Note that if we had \(\gamma = 100\) then the default \(\alpha=0.1\) is larger than \(2/100\) and the itereates grow exponentially since the update in the \(x_2\) direction multiplies by \((1 - \alpha \cdot 100) = -9\) each step. With \(\gamma<1\) then \(\alpha = 0.1\) satisfies \(0<\alpha<2/\lambda_{\max}=2\). To be on the safe side for any \(\gamma\) (and if we know the function is a quadratic function) we should adjust the learning rate according to the curvature of the function \(L=\max\{1,\lambda_{\max}\}\). Since, for convergence we must have \(0<\alpha<2/\lambda_{max}(Q)\), we can set \(\alpha =1/\max\{1,\gamma\}=\min\{1,\gamma\}\). If \(\gamma<1\), like in our case, then \(\alpha=\gamma\).

Of course we can also always use line search to ensure that we operate within the stability range and achieve convergence.

The convergence plots show that smaller values of \(\gamma\) lead to slower convergence. We can relate this to the curvature, since \(c\leq \lambda_{\min}(Q)\) and \(\lambda_{\min}(Q)=\gamma\).

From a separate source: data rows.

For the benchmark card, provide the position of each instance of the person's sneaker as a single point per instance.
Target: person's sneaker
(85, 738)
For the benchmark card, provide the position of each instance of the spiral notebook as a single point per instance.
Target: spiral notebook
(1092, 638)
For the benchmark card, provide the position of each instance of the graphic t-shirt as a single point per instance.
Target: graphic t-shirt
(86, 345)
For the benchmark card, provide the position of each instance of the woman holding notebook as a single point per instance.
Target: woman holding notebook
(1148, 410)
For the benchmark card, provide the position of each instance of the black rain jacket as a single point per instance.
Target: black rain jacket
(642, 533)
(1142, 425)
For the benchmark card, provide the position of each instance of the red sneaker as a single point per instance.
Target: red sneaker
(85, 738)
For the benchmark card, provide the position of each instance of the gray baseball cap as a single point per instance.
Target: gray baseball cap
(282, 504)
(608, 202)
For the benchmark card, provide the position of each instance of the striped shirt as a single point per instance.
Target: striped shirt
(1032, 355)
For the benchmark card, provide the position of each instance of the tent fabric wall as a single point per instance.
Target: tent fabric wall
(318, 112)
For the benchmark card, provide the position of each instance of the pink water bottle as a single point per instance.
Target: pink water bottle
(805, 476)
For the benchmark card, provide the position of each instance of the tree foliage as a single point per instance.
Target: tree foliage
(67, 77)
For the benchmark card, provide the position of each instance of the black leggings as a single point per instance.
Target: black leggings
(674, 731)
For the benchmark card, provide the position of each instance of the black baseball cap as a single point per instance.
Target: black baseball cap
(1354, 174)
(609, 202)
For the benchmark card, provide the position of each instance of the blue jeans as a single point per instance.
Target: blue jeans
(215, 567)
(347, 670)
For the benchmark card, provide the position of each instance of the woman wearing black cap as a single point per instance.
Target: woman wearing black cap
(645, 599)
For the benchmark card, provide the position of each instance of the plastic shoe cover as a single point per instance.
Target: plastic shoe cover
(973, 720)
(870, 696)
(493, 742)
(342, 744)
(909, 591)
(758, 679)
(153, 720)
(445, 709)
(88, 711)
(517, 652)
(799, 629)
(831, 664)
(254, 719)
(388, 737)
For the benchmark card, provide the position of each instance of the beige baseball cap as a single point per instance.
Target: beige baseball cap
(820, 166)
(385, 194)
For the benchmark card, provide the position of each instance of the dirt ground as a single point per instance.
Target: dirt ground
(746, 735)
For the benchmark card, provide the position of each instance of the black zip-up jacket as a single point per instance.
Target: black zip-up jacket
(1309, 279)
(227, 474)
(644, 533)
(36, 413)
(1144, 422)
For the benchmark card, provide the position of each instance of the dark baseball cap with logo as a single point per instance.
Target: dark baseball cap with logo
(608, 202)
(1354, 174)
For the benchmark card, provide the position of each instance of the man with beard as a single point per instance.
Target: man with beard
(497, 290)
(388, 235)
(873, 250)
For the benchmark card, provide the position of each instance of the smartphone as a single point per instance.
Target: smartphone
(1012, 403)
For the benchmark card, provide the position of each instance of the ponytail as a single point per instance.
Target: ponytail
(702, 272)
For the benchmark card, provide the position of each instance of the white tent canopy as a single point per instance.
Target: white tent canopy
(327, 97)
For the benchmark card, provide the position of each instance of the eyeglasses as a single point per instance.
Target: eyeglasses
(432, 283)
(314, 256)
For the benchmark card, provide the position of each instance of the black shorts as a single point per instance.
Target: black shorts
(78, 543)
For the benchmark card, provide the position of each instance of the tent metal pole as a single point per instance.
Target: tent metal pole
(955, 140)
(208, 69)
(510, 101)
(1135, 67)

This is also reflected in the optimization condition number which is usually defined as \(\kappa = L/c\) where \(L\) is the Lipschitz gradient constant (aka smoothness constant) and \(c\) is the strong convexity constant (aka curvature). For a quadratic function, \(L\) is the maximum eigenvalue of \(Q\) and \(c\) is the minimum eigenvalue of \(Q\). Hence, the condition number can be expressed as: \(\kappa=\lambda_{\max}/\lambda_{\min}\). For quadratic problems, the optimization condition number is the same as the matrix condition number \(κ_2​(Q)=\|Q\|_2/\|Q^{-1}\|_2\).​ For our specific case with \(\gamma < 1\), \(\lambda_{\max} = 1\) and \(\lambda_{\min} = \gamma\). Hence:

  • Small \(c\) implies flat curvature and hence an ill-conditioned problem.
  • Large \(c\) implies well-conditioned problem.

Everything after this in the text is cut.